3 Seule est prise en compte ici la théorie dite « standard », les versions ultérieures de la théorie chomskienne ayant progressivement évacué la notion de transformation ainsi que celle de paraphrase.
4 Cet opérateur dit d’équivalence « simple » (caractérisé par les propriétés d’associativité et de commutativité) est l’un des 16 opérateurs du calcul logique interpropositionnel classique. Il est clair que la seule condition d’identité de valeur de vérité de deux propositions, qui vaut quel que soit le contenu des propositions, ne permet pas de caractériser une équivalence linguistique. Pour tenter de se rapprocher de celle-ci, les logiques modales proposent alors (tout en restant au plan d’un pur calcul formel) de recourir à un opérateur d’équivalence « stricte » : seraient équivalentes, deux propositions vraies qui deviendraient fausses ensemble si l’une des deux le devenait ou bien deux propositions fausses qui deviendraient vraies ensemble si l’une des deux le devenait.

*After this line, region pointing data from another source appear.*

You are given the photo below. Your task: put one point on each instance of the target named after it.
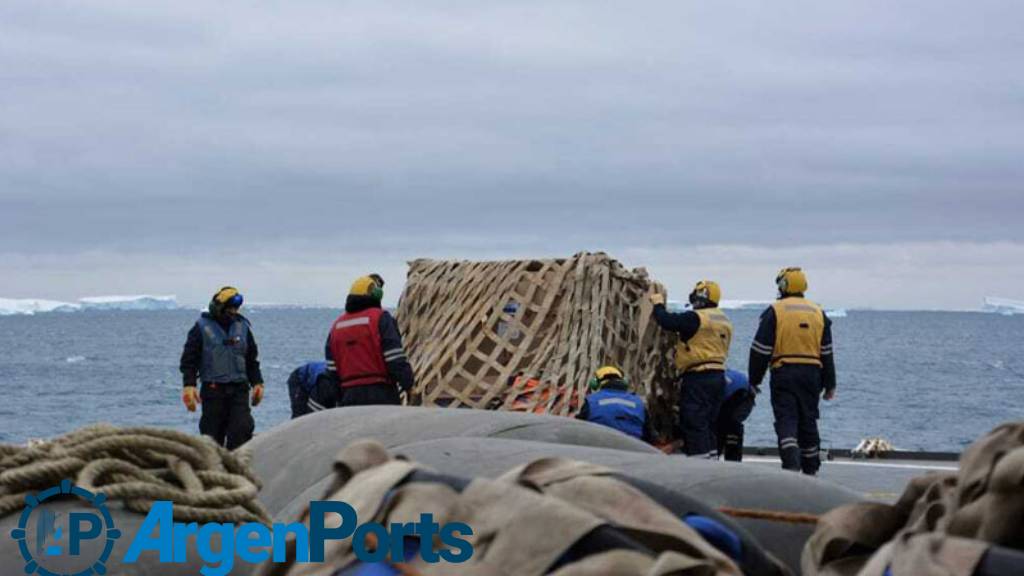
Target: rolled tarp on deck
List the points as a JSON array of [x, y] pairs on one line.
[[294, 460]]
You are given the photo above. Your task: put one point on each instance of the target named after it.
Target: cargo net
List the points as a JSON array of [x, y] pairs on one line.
[[527, 335]]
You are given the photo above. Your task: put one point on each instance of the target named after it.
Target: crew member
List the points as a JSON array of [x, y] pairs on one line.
[[366, 363], [705, 335], [220, 352], [795, 339], [736, 407], [301, 382], [610, 403]]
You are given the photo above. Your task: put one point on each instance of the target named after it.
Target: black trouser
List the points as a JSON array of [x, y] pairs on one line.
[[226, 417], [795, 393], [699, 401], [729, 427], [384, 393]]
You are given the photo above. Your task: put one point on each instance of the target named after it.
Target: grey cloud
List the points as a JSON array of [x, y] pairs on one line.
[[486, 126]]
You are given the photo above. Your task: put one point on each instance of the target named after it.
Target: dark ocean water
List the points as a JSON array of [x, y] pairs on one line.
[[922, 379]]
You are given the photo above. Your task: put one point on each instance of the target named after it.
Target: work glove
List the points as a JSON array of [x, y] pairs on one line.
[[257, 394], [189, 397]]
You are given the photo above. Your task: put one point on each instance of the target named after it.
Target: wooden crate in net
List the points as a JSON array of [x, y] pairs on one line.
[[528, 334]]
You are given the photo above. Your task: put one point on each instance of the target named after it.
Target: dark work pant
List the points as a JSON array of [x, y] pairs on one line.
[[699, 401], [226, 417], [795, 394], [370, 395], [729, 428]]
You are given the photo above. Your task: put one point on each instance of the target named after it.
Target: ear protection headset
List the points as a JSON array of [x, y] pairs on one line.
[[602, 374], [228, 296]]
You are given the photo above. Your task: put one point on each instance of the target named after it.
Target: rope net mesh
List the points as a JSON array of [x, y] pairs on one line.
[[528, 334]]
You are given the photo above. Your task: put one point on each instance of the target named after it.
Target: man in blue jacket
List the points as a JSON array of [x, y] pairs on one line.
[[220, 354], [612, 405], [736, 407]]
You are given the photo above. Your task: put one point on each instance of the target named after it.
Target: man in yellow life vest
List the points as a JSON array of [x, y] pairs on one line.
[[795, 340], [705, 335]]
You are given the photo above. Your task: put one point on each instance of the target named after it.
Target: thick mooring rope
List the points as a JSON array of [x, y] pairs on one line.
[[137, 465]]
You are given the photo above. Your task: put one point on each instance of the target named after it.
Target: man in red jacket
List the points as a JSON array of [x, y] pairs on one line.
[[366, 363]]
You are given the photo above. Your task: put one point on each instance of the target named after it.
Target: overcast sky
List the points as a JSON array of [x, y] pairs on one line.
[[289, 147]]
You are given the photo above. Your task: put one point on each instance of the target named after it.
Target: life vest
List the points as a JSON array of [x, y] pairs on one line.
[[223, 351], [799, 326], [708, 348], [622, 410], [355, 347]]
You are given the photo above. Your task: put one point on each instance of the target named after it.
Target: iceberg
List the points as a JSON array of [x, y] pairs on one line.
[[29, 306], [1005, 306], [142, 301], [743, 304], [11, 306]]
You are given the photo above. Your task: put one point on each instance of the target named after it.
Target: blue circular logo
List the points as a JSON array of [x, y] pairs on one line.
[[81, 527]]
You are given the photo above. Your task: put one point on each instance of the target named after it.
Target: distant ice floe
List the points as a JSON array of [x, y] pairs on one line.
[[11, 306], [743, 304], [1005, 306]]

5 Comme l’a montré Quine, l’identité extensionnelle n’est pas suffisante pour définir la synonymie : cette condition peut être mise en défaut dans le cas, par exemple, des deux expressions définies l’étoile du matin et l’étoile du soir qui, pourtant, refèrent toutes deux à la même entité Vénus. Et, comme l’a montré Frege, la substituabilité peut, elle aussi, être mise en défaut dans certains types de contextes dits « intensionnels », comme les emplois en « mention » ou sous un verbe d’attitude propositionnelle ; ainsi, bien que Tegucigalpa et la capitale du Honduras soient référentiellement équivalentes, la proposition Jean croit que Tegucigalpa est au Nicaragua peut être vraie, alors que Jean croit que la capitale du Honduras est au Nicaragua a toutes les chances d’être fausse – sauf si Jean a perdu la tête ! C’est pour tenter de contrer ces difficultés inhérentes à l’approche extensionnelle que des formalismes logiques intensionnels ont été proposés.
6 Ce que Chéria omet de signaler, c’est que ces exemples sont réitérés verbatim un grand nombre de fois dans le roman ; le décompte ne porte donc pas à proprement parler sur le nombre d’« occurrences » des marqueurs considérés (comme le dit l’auteur), mais sur le nombre d’exemples différents comportant ces marqueurs.
7 Les exemples (6) et (7) sont donnés ici dans une version un peu moins tronquée que celle de Chéria.
8 À l’exception peut-être de l’exemple (3) (Les murs, en bois, de la maison – c’est-à-dire la façade et le pignon ouest – […]), qui pose un problème d’interprétation : la façade et le pignon ouest sont-ils les seuls murs en bois de la maison ? Si ce n’était pas le cas, alors c’est-à-dire introduirait, non pas une équivalence, mais une restriction rectificative et équivaudrait à du moins, en tout cas.
9 Sauf dans le cas très particulier du c’est-à-dire interrogatif (cf. exemple 5).
10 Les numéros de pages des exemples sont ceux de l’édition originale de 1957 aux éditions de Minuit.